# Tailgate Handle Finish Assembly Busted



## jkon (Mar 30, 2006)

Every now and then I read on this forum that someone's tailgate handle broke and they have to replace it. I couldn't figure out what they meant by it breaking until this happened to me...allow me to describe. What broke on mine is not the handle itself but what Courtesy Nissan parts names it...Rear Gate Finish Assembly, Part Number 90606-D40001. The part is all basically plastic and what broke on mine are the snap in plastic tabs at the bottom that hold it to the tailgate. When I pull on the tailgate handle to open the tailgate, the whole plastic plate pulls from the bottom. What a pain. The part from Courtesy sells for about $85.00. Wonder what the labor would be to have it done. It is just so cold here that I don't want to mess with it myself. Does what I decribe happened to me is what is happening to everyone else with their tailgate handles? My 2010 truck is out of warranty (yes I put a lot of miles on it) but this seems to be a pretty common occurence and was wondering if there was a TSB or recall on it? Thanks.


----------



## SPEEDO (Jun 9, 2003)

for a 10 Frontier, the t-gate handle (oem pt# 90606-EA810) I found online for $74.13, should be 4 screws that hold it on


----------



## Z_Rated (Apr 29, 2006)

They are studded with nuts and for the price does not include an emblem. If you have a tailgate protector, that would have to be removed first. If done carefully you can reuse both the protector and the emblem, provided you use new double stick tape. Heat from inside/underneath the protector can help with removal, but be very careful. 

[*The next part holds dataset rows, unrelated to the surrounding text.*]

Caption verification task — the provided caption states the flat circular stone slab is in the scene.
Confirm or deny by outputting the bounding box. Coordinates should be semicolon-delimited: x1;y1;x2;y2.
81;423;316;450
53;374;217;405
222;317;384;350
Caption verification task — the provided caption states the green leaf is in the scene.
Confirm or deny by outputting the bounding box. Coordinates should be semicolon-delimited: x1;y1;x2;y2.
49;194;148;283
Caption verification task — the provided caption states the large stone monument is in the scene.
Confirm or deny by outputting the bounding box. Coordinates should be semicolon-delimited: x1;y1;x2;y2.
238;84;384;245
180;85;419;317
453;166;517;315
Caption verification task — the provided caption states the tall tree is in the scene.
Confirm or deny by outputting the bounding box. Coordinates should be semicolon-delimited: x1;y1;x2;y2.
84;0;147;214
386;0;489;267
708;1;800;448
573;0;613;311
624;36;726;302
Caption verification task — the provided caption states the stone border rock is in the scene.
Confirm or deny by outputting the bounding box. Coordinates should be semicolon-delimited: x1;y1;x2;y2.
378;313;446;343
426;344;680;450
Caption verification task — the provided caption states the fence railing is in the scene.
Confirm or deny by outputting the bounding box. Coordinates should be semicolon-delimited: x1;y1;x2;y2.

No TSBs last I checked and recalls have to be safety related (as far as I know) so no recall either. Depending on the dealer you may get lucky... I've replaced mine three times for the same "manufacturing defect" and have never been charged for the finisher or emblem, but my first one broke before my warranty had expired. My issue was not the same as yours. Seems to me that the temperature there could be a factor causing the brittle plastic to break or possibly using just the handle to open and close the heavy tailgate? 

To avoid issues, learn to close/lock the tailgate with the least resistance and maybe consider two hands for more support. For example, lock it before you close it and don't "snap" the handle. In other words, treat it like a piece of plastic. Z


----------



## azrocketman (Oct 5, 2005)

jkon said:


> Every now and then I read on this forum that someone's tailgate handle broke and they have to replace it. I couldn't figure out what they meant by it breaking until this happened to me...allow me to describe. What broke on mine is not the handle itself but what Courtesy Nissan parts names it...Rear Gate Finish Assembly, Part Number 90606-D40001. The part is all basically plastic and what broke on mine are the snap in plastic tabs at the bottom that hold it to the tailgate. When I pull on the tailgate handle to open the tailgate, the whole plastic plate pulls from the bottom. What a pain. The part from Courtesy sells for about $85.00. Wonder what the labor would be to have it done. It is just so cold here that I don't want to mess with it myself. Does what I decribe happened to me is what is happening to everyone else with their tailgate handles? My 2010 truck is out of warranty (yes I put a lot of miles on it) but this seems to be a pretty common occurence and was wondering if there was a TSB or recall on it? Thanks.


Your truck may be out of warranty because of the number of miles but is still well within a three year bumper to bumper warranty. I'd make a run at Nissan with a letter explaining the problem. The tailgate handle failure is independent of the number of miles on the truck. State the facts without any ranting. They may surprise you and fix the problem for free. If not, you might still ask for some relief on the price of the replacement part, labor, or some other consideration.

Steve


----------